I considered calling Susan to ask her to talk to her dad. What had she told him about what happened between us to get him to do what he’s doing? I hadn’t spoken to her in over a year and had no desire to do so now, but I was desperate.
In town I pulled into the Jr. Mart parking lot and used the pay phone to call her.
She didn’t answer.
I got back in my truck and considered driving up to the state park, but instead I just drove.
Eventually I wound up at Potter’s Landing, some ten miles outside town.
I started to make a U-turn, to head back into town, waiting long enough for a white Ford Bronco to pass by.
But it didn’t.
It slowed and pulled off the road at an angle blocking me in.
Matt Skipper and three other men, including Shutt, got out.
I tried to think whether there was anything in my truck I could use for a weapon. The tire iron was the only thing that came to mind, but it was latched inside a recessed storage spot in the back. I could never get it out in time.
I jammed the gear shifter in Reverse and stomped on the gas.
But before I had moved very far, Skipper was there pointing a handgun at my head through the open window.

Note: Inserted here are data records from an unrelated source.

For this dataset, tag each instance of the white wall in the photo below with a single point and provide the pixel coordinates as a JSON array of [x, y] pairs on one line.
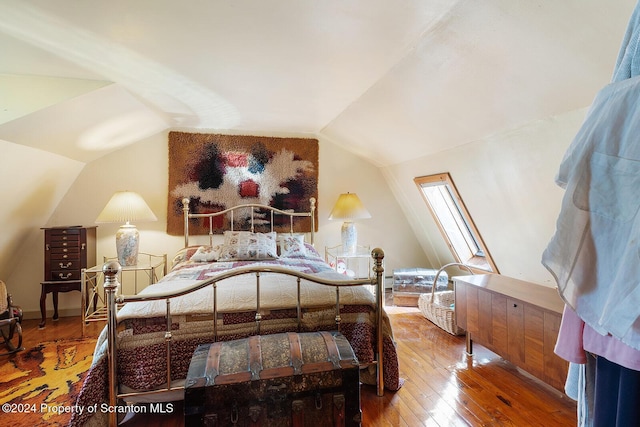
[[507, 184], [143, 167]]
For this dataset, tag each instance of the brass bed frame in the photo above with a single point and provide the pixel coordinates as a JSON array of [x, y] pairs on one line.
[[113, 299]]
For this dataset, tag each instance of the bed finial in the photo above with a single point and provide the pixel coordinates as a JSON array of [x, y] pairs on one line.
[[111, 284], [312, 209], [378, 270]]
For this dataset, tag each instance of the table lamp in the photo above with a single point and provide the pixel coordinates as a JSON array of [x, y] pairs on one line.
[[126, 206], [349, 207]]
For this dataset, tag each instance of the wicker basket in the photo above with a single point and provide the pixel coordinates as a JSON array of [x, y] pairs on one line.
[[439, 307]]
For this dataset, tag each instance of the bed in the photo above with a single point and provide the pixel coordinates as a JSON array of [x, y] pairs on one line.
[[257, 281]]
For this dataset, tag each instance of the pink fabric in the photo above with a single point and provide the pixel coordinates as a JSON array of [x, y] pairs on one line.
[[575, 337]]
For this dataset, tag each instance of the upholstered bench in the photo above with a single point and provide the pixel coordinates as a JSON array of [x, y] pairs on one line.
[[286, 379], [410, 283]]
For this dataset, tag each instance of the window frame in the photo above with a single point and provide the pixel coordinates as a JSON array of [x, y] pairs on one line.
[[482, 263]]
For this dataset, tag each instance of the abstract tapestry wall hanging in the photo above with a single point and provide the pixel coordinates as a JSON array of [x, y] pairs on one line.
[[220, 171]]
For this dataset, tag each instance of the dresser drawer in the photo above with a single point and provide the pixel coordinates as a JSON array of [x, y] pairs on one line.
[[70, 242], [66, 263], [61, 254], [57, 275]]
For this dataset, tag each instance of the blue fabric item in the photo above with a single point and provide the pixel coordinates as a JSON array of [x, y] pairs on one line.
[[628, 63], [617, 395]]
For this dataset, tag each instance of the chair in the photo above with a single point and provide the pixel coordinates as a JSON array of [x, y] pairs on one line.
[[10, 320]]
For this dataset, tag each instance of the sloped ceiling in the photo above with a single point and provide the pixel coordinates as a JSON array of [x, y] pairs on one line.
[[389, 80]]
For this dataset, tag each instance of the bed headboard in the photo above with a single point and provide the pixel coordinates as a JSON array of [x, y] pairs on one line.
[[253, 208]]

“Stop and put it in Park,” he said.
Without waiting for me to, he reached in, grabbed me, and starting pulling me out.
With my truck still rolling backward, Shutt rushed over and helped him pull me the rest of the way out through the window.
Once I was clear of the truck, they slung me toward the road. I hit the pavement hard and rolled a few times, scraping my hands and arms and face as I did.